Nanodomain distribution and function of PIN-FORMED auxin efflux carriers in the plasma membrane of tobacco cells are defined by their interactions with the cell wall

Plant development is under the morphogenic control of auxin. In addition to biosynthesis and metabolism, auxin concentration gradients are maintained by directional intercellular transport via PIN-FORMED (PIN) auxin efflux carriers. Although the structure-function properties of PINs have been described, it is still unclear whether individual members of PIN family could localize differently within the plasma membrane (PM) and whether their nanodomain distribution defines their function. To address this, we used cultured tobacco cells ( Nicotiana tabacum L., cv. BY-2) and revealed by RNA-seq and RT-qPCR the cell stage-specific presence of transcripts of tobacco PIN homologs. We used high-resolution light microscopy and two independent immunoelectron microscopy techniques in cell lines expressing functional GFP-tagged inducible versions of Nt PIN11T, Nt PIN2T and Nt PIN3bT. We show that Nt PINs are distributed within specific PM nanodomains and that removal of the cell wall alters their appearance. By a series of in vivo microscopic observations, we provide evidence that Nt PIN11T is the most homogenously distributed and the least mobile Nt PIN. Pharmacological treatments suggested that the immobilization of Nt PIN11T depends on the actin and microtubular cytoskeleton and the cell wall composition.
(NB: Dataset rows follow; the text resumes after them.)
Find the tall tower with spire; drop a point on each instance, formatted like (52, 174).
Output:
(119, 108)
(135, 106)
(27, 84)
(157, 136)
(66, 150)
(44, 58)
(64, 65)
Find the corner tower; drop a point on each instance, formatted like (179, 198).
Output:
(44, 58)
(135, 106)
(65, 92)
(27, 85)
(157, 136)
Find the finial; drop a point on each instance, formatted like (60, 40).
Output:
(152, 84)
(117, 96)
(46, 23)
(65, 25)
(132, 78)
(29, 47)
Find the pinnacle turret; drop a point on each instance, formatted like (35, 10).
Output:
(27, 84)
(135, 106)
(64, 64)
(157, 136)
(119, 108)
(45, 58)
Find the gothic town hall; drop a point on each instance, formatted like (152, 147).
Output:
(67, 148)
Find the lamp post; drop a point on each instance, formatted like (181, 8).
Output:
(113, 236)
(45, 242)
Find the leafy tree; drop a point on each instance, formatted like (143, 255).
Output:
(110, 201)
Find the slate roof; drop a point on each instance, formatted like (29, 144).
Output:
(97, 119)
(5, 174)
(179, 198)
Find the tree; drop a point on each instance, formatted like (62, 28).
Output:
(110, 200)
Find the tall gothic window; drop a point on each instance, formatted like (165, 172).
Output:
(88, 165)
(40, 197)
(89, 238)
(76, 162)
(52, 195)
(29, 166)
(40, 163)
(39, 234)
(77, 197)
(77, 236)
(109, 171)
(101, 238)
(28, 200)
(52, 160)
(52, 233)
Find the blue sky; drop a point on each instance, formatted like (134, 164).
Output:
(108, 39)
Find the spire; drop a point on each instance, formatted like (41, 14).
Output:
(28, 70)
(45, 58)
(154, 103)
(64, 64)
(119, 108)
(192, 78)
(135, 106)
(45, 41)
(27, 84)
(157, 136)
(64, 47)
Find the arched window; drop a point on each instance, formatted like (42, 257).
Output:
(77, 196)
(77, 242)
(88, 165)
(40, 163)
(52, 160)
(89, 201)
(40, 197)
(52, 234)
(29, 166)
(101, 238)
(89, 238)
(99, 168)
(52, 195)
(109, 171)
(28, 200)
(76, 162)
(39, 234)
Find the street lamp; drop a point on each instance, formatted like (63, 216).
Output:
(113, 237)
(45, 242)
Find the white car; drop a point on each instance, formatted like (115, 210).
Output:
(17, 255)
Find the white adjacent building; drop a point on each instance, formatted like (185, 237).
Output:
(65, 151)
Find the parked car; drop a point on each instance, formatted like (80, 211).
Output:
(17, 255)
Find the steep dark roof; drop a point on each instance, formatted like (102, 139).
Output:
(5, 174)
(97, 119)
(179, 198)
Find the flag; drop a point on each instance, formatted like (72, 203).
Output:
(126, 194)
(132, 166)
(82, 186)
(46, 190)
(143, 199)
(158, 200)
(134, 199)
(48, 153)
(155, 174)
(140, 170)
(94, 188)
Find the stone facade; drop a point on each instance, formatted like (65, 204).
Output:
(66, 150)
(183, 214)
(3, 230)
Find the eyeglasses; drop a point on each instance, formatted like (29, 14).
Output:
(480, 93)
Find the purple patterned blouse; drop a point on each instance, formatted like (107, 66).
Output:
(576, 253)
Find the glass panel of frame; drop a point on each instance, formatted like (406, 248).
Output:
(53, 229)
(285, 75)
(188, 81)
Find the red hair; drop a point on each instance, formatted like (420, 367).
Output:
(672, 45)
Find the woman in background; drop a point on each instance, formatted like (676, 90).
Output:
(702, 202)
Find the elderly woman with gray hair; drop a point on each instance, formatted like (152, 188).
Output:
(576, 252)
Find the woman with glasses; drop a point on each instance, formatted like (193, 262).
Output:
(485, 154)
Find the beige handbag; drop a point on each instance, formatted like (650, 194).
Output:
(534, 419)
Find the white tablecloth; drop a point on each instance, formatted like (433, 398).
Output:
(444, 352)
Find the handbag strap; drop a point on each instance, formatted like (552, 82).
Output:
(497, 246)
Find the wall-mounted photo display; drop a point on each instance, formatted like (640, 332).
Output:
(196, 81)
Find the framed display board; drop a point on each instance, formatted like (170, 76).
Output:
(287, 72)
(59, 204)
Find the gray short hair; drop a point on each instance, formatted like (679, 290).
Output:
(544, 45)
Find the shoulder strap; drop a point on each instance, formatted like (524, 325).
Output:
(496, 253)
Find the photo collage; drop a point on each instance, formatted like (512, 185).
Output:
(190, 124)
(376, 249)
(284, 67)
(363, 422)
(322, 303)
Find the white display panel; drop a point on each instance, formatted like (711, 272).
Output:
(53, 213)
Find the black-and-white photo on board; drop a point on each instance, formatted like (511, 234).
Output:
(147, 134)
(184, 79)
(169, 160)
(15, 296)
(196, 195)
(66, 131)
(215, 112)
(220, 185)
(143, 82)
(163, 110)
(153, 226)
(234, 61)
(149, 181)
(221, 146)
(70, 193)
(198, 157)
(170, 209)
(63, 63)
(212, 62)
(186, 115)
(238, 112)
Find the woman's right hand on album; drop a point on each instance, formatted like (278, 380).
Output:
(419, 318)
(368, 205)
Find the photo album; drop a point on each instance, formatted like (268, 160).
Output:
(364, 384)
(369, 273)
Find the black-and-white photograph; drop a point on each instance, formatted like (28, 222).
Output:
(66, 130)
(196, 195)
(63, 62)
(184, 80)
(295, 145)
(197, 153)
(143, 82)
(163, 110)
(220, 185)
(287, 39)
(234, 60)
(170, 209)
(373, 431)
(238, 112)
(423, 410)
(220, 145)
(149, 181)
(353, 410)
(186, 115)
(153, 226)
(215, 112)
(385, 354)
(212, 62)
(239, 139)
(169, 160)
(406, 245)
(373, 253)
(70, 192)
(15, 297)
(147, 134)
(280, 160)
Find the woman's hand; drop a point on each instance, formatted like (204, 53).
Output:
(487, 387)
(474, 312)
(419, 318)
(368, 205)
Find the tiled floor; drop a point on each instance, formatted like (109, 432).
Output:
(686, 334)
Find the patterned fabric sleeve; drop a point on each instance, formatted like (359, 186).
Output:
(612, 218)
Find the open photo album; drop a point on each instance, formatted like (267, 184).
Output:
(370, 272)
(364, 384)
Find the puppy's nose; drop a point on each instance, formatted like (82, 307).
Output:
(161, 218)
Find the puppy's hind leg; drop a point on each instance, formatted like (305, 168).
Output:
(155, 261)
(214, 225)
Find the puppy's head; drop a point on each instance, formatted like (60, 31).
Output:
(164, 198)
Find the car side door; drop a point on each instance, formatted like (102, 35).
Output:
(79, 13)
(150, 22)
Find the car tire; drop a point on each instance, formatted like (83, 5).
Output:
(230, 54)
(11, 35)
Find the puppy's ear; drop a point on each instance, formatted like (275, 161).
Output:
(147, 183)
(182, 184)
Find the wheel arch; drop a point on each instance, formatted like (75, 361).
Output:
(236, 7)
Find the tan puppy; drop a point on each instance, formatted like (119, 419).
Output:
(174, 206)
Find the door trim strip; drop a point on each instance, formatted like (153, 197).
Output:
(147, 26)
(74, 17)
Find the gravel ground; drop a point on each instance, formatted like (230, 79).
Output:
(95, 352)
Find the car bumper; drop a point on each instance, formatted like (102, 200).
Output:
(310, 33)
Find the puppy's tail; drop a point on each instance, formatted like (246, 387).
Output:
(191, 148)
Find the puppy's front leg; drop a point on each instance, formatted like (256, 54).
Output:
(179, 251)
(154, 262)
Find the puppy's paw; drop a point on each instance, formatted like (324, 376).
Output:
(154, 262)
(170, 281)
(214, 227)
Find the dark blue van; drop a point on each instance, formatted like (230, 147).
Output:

Using comparative co-immunoprecipitation (co-IP) analysis of isolated membrane fractions for all three Nt PINs we finally identified several novel interaction partners indicating a preferential association of Nt PIN11T with cell wall GPI-anchored arabinogalactan proteins. In conclusion, our results suggest a model in which specific immobilization of PINs through interactions with the cell wall affects their function.